Alex: That’s a good suggestion. We were talking about community earlier and how with the landscape constantly changing, speaking about your previous experiences, sharing your failures. I feel like that can also happen in real life it doesn’t necessarily just have to happen in online forums. But, here we are at the Fed event, right? This is a prime opportunity for people to visit with each other and discuss things that they’ve experienced in the past. Would you, you know, for people who have not had the opportunity to visit one of the SolarWinds events, what would you say to just kind of encourage them in terms of speaking to peers and being able to ask, you know, bright minds like yourselves, security questions?
Mav: Well again, there’s a lot of community, so obviously SolarWinds tries to have a very broad community and there’s a lot of different way you can interact with us. We have THWACK which is an awesome community and there’s other spaces. OWASP is another well-know, respected area, which you can get involved with your local OWASP chapter. There’s a lot of other events, so if you can’t make it to one or if there’s not something SolarWinds near you there’s a lot of other industry events I would suggest going to. But also, again, just online there’s a lot of great forms and places that people can visit and share some of their stories, and sometimes people feel better about sharing things anonymously, as opposed to actually admitting in person, which is totally fair. The one thing that I will always recommend it that, if you are sharing your story, there are some details you might not want to share. So sometimes people will post actual IP addresses or things like that. Don’t go to that level of detail. You want to actually just say here’s what happened, here’s the struggle, but you don’t want to give details out in a public form that could actually expose you to more risk.
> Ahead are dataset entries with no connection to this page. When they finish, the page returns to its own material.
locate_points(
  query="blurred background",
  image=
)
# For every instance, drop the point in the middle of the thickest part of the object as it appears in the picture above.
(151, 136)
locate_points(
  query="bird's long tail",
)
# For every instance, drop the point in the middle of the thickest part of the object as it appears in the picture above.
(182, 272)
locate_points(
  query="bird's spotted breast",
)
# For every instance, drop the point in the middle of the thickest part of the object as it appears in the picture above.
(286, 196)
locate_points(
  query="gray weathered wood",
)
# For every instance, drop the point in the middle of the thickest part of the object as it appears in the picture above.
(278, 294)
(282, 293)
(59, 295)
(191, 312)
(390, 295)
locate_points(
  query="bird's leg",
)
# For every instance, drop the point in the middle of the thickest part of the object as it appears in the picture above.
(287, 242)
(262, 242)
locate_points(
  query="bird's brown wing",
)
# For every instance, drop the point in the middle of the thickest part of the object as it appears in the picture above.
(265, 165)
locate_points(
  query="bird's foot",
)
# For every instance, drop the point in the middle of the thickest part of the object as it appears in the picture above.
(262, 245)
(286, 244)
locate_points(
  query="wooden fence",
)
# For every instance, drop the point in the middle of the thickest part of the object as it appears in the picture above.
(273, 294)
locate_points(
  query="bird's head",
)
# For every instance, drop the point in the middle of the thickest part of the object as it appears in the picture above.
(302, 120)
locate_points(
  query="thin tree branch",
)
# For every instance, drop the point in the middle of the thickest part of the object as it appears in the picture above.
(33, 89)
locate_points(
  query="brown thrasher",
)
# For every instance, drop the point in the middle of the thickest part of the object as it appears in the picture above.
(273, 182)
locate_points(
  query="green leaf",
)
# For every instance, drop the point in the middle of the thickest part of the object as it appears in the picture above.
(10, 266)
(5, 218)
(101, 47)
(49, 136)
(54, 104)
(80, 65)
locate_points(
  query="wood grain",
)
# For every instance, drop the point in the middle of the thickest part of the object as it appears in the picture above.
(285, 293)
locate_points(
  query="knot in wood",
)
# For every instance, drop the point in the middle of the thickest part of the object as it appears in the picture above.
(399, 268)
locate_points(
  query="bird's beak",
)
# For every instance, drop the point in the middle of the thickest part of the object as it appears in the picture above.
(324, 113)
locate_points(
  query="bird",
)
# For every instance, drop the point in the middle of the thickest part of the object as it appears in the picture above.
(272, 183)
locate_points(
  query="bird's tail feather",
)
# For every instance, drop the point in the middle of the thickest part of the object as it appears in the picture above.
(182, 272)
Or people will copy config files up to places and say, “hey this isn’t working, can somebody help me?” So, be careful about that.
Alex: Yeah, just give us the general gist of what’s going on.
Brandon: Yeah, either that or take it offline. What I find valuable about a lot of these events, whether it’s our own, or other vendors is interacting and networking with your peers. And so, yes, it’s a great place to learn information. And this is a specific example from SolarWinds, but I think even better for our end users is, you know, talking about or you know, what challenges they’re facing, how they’re addressing those challenges, what technologies they’re looking to solve some of the challenges and what have been their experiences with those technologies, what’s been good, what’s been bad. And so, I think, you know, networking is a huge part of it. Whether it’s on a community site like, THWACK, or similar, or just, you know, just getting together with folks and just talking about those problems and brainstorming and coming up with ideas.
Alex: Well, I thank you both so much for visiting with us today. I really appreciate your time.
Mav: Great. Thanks, Alex.
Brandon: Thanks for having us.
Alex: And thank you for listening. I’m Alex Navarro. We’ll catch you on the next episode of SolarWinds TechPod, Tech Talks.